There are some perfectly good thai curry pastes in the supermarket these days but if you want to feel like a true culinary whiz there is nothing like heading to the markets and picking up the ingredients to make your own. It’s perfectly magical the transformation of ingredients from fresh produce to fragrant paste.
So if you are in any way limited in pantry space this recipe is not for you. The making of your own red curry takes a lot of ingredients that you would ideally have in your pantry. Picking up all the ingredients from scratch is majorly demotivating in whipping up this thai favourite (particularly if you’ve got your local takeaway on speed dial).
However, the beeming satisfaction of whipping up a curry as good (if not better) than a restaurant is pretty bloody fabulous.
This is the adapted version of the recipe that was taught to me in Thailand. I wish I could say that I can whip this up off the top of my head but I’m pretty paranoid that I’m going to either forget an ingredient or not get the right balance so I prefer to do it pretty much by the book (as adapted by me).
This recipe serves two but makes enough paste for an additional curry. Put the other half of the paste in the freezer until the next time your craving Thai.
RED CURRY DUCK WITH PINEAPPLE (Serves 2)
2 duck breasts
400ml coconut milk
100ml coconut cream
1 tbsp sunflower oil
1 tsp cumin seeds
2 tsp coriander seeds
2 fat garlic cloves
1/2 bunch coriander root and stems (about six stems)
2 tbsps grated galangal
1 lemongrass stick, sliced, white part only
1cm knob turmeric, peeled
2 tsps shrimp paste
6 large dried red chillies, stemmed and chopped
5 fresh red chillies, stemmed
3 kaffir lime leaves
2 tbsp fish sauce
1 tbsp palm sugar
8 cherry tomatoes
1/2 pineapple, chopped into chunks
1/2 red capsicum, chopped into chunks
1/2 bunch Thai basil
Handful of coriander leaves
1. To mate curry paste: Soak the dried chillies in hot water to rehydrate for 10 minutes. Dry roast the cumin seeds and coriander seeds in a fry pan. Once fragrant, grind seeds in a mortar and pestle.
2. Peel the eschallots and garlic and chop eschallots in half. Finely chop coriander root and stems. Add these ingredients together with galangal, turmeric, lemongrass, shrimp paste, ground cumin and coriander, fresh and dried chillies into the bowl of a handheld food processor or blender.
3. Remove stem of kaffir lime leaves then roll into a cigar shape and thinly slice, Add to food processor bowl. Blend curry ingredients until you have a fragrant paste. Add a little water if your ingredients are too dry.
4. Place duck breasts skin side down in a cool fry pan and then put fry pan on medium heat to warm up.

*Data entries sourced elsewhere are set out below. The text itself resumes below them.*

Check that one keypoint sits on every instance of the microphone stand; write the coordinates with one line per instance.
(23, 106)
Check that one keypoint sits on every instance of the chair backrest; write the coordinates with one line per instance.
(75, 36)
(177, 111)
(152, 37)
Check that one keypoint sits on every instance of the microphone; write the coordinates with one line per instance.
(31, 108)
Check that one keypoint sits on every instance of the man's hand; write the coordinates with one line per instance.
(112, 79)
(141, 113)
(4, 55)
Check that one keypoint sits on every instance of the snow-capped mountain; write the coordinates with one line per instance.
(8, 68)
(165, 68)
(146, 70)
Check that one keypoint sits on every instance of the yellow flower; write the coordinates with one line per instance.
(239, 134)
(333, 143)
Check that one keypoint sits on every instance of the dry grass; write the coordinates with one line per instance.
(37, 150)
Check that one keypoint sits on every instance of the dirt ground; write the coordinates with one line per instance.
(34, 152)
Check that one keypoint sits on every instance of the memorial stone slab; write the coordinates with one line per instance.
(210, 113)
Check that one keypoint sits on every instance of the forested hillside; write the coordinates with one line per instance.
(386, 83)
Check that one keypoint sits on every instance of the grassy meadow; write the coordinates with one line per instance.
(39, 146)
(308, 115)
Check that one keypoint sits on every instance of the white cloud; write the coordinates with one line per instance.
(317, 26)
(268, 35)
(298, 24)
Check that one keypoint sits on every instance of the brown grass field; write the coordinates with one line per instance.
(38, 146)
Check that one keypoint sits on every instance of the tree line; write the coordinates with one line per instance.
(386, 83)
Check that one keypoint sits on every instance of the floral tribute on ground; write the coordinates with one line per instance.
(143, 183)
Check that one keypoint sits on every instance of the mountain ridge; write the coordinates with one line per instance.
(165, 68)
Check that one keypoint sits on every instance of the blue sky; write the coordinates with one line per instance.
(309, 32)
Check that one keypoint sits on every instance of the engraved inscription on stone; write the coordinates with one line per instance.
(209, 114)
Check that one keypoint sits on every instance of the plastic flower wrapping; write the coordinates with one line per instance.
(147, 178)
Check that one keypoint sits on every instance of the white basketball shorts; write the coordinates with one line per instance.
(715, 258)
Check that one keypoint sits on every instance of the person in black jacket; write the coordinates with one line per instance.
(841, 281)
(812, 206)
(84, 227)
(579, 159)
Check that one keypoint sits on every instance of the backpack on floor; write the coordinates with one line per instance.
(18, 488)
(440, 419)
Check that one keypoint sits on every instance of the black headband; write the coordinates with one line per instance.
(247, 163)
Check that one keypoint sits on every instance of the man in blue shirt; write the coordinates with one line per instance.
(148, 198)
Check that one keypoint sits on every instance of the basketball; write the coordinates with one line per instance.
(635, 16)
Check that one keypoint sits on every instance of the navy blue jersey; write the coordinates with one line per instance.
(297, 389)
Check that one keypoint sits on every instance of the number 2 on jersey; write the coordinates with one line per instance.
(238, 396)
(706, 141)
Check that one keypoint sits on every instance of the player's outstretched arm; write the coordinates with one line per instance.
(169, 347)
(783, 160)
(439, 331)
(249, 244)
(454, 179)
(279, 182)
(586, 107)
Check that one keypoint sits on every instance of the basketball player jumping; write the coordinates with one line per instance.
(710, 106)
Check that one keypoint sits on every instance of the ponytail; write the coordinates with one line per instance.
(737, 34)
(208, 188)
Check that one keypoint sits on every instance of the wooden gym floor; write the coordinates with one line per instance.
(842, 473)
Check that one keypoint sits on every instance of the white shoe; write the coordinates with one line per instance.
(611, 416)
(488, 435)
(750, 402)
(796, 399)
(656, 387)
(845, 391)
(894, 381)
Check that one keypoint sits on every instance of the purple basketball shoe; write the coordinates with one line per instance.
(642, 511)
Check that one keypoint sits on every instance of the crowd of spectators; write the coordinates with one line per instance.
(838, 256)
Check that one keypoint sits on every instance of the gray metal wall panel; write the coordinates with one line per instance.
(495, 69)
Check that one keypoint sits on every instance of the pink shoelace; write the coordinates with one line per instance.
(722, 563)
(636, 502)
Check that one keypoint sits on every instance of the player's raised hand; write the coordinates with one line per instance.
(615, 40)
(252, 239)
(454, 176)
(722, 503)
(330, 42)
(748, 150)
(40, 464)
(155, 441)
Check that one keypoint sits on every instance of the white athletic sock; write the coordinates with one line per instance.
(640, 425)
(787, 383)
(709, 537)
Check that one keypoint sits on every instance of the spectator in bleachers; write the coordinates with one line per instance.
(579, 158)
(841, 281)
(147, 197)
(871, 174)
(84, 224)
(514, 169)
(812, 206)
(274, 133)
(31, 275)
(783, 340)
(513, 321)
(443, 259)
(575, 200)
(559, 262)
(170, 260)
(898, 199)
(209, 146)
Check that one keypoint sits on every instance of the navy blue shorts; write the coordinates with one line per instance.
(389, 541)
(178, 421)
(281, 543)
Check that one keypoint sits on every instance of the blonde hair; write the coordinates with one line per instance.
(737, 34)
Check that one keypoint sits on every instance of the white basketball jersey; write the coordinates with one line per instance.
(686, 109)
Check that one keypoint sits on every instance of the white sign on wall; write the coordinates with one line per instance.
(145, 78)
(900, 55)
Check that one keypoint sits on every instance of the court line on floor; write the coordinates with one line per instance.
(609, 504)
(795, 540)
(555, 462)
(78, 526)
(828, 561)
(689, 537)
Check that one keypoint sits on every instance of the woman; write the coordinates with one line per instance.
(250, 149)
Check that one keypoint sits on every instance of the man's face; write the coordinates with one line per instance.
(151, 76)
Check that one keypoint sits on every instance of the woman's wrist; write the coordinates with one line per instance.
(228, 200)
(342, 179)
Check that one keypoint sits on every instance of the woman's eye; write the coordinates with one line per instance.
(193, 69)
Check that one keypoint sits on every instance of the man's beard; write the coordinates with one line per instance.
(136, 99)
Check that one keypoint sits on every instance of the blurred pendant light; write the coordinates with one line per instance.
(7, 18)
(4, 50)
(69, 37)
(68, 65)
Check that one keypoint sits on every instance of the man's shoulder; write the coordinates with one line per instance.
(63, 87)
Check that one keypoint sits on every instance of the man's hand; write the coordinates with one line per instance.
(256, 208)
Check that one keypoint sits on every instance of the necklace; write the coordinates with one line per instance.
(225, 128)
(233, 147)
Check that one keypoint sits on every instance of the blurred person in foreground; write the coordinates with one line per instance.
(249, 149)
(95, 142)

Pre heat oven to 180 degrees.
5. Once skin of duck breasts is crispy and golden, turn duck breasts over, then place fry pan in the oven to finish cooking for 10 minutes. (Drain excess duck fat into a jar.)
6. Heat a pot with sunflower oil and add half of the curry paste mixture into the pot to cook through. (Freeze other half for another day.)
7. Cook the curry paste in the oil on medium heat until ingredients are toasted and fragrant.
8. Add coconut milk, 50 ml coconut cream, palm sugar and fish sauce and bring to the boil. Cook for 10 minutes to thicken.
9. When thickness of the sauce is close to serving, add slice duck breasts to pot together with pineapple, capsicum and cherry tomatoes. Heat through for 5 minutes.
10. Just before serving add remaining coconut cream, basil leaves and chopped coriander leaves.
11. Serve with jasmine rice.
WATCH OUTS: Go easy on the turmeric, it has a tendancy to everything including your fingers really yellow. Size and heat of chillies can vary so you may need to add extra coconut milk or palm sugar if the heat is too fiesty. Remember that the pineapple and cherry tomatoes already add a terrific sweetness which assists the balance. Add the Thai Basil leaves at the last minute as they go black if they cook too much. As mentioned in the Duck Ragu recipe, having a little duck fat on hand will make your roast potatoes out of this world. Make sure you reserve this for future use.